Stołeczni kierowcy widzieli już niejedno. Ale rzeki betonu płynącej ulicą chyba jeszcze nie?
Strażnicy miejscy z IV Oddziału Terenowego w niedzielę, 11 maja, pełniąc służbę w rejonie Woli, około godziny 8:20, otrzymali pilne zgłoszenie udania się na ulicę Górczewską w Warszawie.
Mimo słonecznego dnia, na wysokości numeru 227, na jezdni pojawiła się „brunatna ciecz w dużych ilościach”. Pomimo wieloletniego doświadczenia i wielu różnych interwencji, po przybyciu na miejsce, strażników miejskich dosłownie zamurowało. Między budynkami z numerami 225 i 227 płynęła całkiem spora rzeka… świeżego betonu.

Szara maź zdążyła już zanieczyścić pas drogi, chodnik i zatokę przystankową. Funkcjonariusze błyskawicznie wygrodzili niebezpieczne miejsca biało-czerwoną taśmą ostrzegawczą i wezwali na pomoc specjalistów z Zakładu Oczyszczania Miasta.
W trakcie prac zabezpieczających funkcjonariusze straży zauważyli trzy zaparkowane pojazdy, których koła aż po felgi były już zanurzone w dość szybko zasychającym betonie.
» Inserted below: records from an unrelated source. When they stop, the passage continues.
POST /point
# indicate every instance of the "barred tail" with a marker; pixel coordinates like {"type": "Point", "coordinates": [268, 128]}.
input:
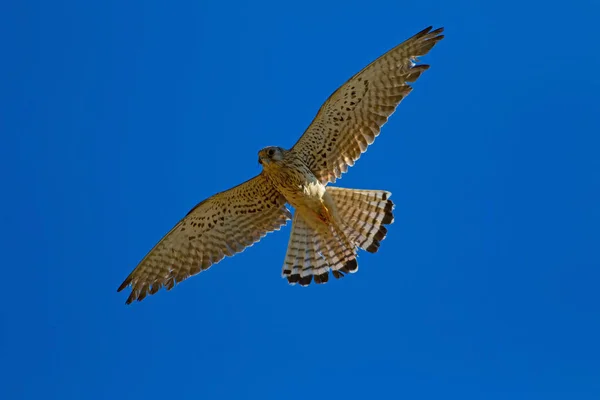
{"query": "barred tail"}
{"type": "Point", "coordinates": [312, 254]}
{"type": "Point", "coordinates": [363, 214]}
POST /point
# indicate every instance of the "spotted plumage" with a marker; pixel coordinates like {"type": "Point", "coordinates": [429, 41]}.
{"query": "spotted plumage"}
{"type": "Point", "coordinates": [330, 224]}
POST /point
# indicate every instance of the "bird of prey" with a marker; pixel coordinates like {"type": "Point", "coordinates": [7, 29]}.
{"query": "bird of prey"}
{"type": "Point", "coordinates": [330, 223]}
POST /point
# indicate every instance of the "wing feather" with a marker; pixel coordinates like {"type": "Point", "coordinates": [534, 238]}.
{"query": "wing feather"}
{"type": "Point", "coordinates": [222, 225]}
{"type": "Point", "coordinates": [352, 117]}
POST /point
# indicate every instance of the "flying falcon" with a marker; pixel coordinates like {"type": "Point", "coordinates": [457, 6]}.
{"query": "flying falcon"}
{"type": "Point", "coordinates": [330, 223]}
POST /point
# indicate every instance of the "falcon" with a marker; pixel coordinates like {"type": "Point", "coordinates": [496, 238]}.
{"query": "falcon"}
{"type": "Point", "coordinates": [330, 223]}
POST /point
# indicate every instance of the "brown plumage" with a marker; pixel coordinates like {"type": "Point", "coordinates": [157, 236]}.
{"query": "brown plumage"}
{"type": "Point", "coordinates": [330, 223]}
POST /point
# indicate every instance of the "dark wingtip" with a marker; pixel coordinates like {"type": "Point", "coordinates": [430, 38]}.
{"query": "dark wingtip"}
{"type": "Point", "coordinates": [125, 283]}
{"type": "Point", "coordinates": [305, 280]}
{"type": "Point", "coordinates": [337, 274]}
{"type": "Point", "coordinates": [351, 266]}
Podczas ustalania właścicieli pechowych aut, na miejsce przybył patrol policji, któremu przekazano wszystkie informacje mogące posłużyć do ustalenia sprawcy tego zanieczyszczenia.
Strażnicy zabezpieczali zagrożone miejsce do czasu przybycia ekipy ZOM, która oczyściła rejon ulicy Górczewskiej.